I'd say a good intro for low background is from Tomczak[0]. He has a book, but the blog posts are nearly identical. He did a post doc with Max Welling (someone you should learn about if you want to get deep, like I was suggesting before). So I'd switch things up slightly. I'd go Intro -> Autoregressive -> Flow -> VAE -> Hierarchical VAE -> Energy Based Models -> Diffusion. It is worth learning about GANs btw, but this progression should be natural and build up.
Continuing from there, you're going to want to learn about things Langevin Dynamics, Score Matching, and so on. Start with Yang Song's blogs[1]. Your goal should be to understand this paper[2]. Once you get there, you should be able to understand the famous DDPM paper[3]. But why we went through Tomczak wasn't just to get a good understanding of diffusion at a deeper level, but because you need these tools to understand Stable Diffusion which really is just Latent Diffusion[4]. This should connect back with Tomczak's 2 Improving VAE papers and you should also be able to understand NVAE.
This is probably the quickest way to get you to a good understanding but if you want to dig deeper, which I highly encourage (because there are major issues that people aren't discussing) then you'll need more time. But you'll probably have to tools to do so if you go through this route. Other people I suggest looking into: Diederik Kingma, Ruiqi Gao, Stefano Ermon, Jonathan Ho, Ricky T. Q. Chen, and Arash Vahdat.
I would start with a fastai course such as practical deep learning for coders.
After doing one of the fastai courses you will have some applied Python project experience and you can hone in deeper on a particular part of the project you are more interested in intellectually.
How long has it been since you studied/used university-level math? Calculus and linear algebra in particular.

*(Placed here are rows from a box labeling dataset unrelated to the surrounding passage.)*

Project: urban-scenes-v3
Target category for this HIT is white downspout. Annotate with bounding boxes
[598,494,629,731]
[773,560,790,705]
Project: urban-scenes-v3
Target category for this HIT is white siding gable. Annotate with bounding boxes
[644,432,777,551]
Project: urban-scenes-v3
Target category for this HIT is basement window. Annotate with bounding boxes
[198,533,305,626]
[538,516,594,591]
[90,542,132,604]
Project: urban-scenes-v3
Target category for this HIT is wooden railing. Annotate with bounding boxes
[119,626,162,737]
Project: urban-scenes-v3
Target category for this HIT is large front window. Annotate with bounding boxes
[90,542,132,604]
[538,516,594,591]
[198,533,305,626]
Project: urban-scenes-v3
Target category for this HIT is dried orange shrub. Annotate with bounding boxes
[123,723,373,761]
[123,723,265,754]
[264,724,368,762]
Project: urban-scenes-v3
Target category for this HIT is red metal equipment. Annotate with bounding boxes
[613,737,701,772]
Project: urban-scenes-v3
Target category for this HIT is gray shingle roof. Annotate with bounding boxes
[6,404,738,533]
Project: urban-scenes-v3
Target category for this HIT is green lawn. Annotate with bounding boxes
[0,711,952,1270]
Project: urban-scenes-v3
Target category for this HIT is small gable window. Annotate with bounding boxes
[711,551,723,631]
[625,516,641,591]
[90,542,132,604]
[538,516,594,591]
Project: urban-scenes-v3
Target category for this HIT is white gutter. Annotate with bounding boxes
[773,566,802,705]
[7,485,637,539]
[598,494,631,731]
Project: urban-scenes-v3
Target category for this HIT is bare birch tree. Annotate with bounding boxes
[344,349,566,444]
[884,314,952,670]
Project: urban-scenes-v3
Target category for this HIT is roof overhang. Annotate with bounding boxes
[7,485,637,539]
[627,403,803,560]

I ask because it’s pretty difficult to get through the math of backprop without a firm grasp of these. The Python part is trivial by comparison, the main difficulty being the matching of dimensions.

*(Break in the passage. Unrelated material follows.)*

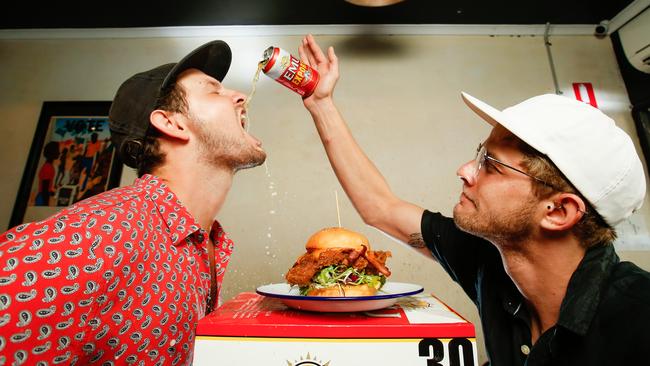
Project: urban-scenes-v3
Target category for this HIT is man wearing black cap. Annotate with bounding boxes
[299,36,650,366]
[0,41,266,365]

While many learn calculus in high school, many also don't get it till uni. Not everyone is at your level, or took your same path, and that's okay. Don't shame people for not knowing when they're trying to learn.
I think you are asking specifically about practical LLM engineering and not the underlying science.
Honestly this is all moving so fast you can do well by reading the news, following a few reddits/substacks, and skimming the prompt engineering papers as they come out every week (!).
I strongly recommend playing with the OpenAI APIs and working with langchain in a Colab notebook to get a feel for how these all fit together. Also, the tools here are incredibly simple and easy to understand (very new) so looking at, say, https://github.com/minimaxir/simpleaichat/tree/main/simpleai... or https://github.com/smol-ai/developer and digging in to the prompts, what goes in system vs assistant roles, how you guide the LLM, etc.
This might be taboo, but I used ChatGPT to educate me on some basic concepts, then deeper concepts - and put together a learning-plan and a syllabus for me with also a glossary of terms....
The cool thing, is it helped me put a more structured thought process on how I should pursuing AI leanings...
I couldnt find anything concise out there - and this helped me to better think through everything:
If anything - its a good primer for getting your own thought process on the subject going...
Did you click the 'share' link on the left (which generates a public URL for a snapshot of the chat), or did you just copy the URL from the address bar (which will only work for you)?
The shareable URLs contain the word 'share' in the path.
Define “deep understanding” here? You certainly have to lean python, at least because you are gonna need it for data manipulation and cleaning no matter what you do in this field.
There are a lot of courses out there on AI from esteemed institutions at that. What do people recommend as a curriculum for someone with a formal univ education in CS albeit from a while ago and who has programmed extensively though not in Python.
The goal at the end is to have a deep understanding of the LLM space and its adjacencies.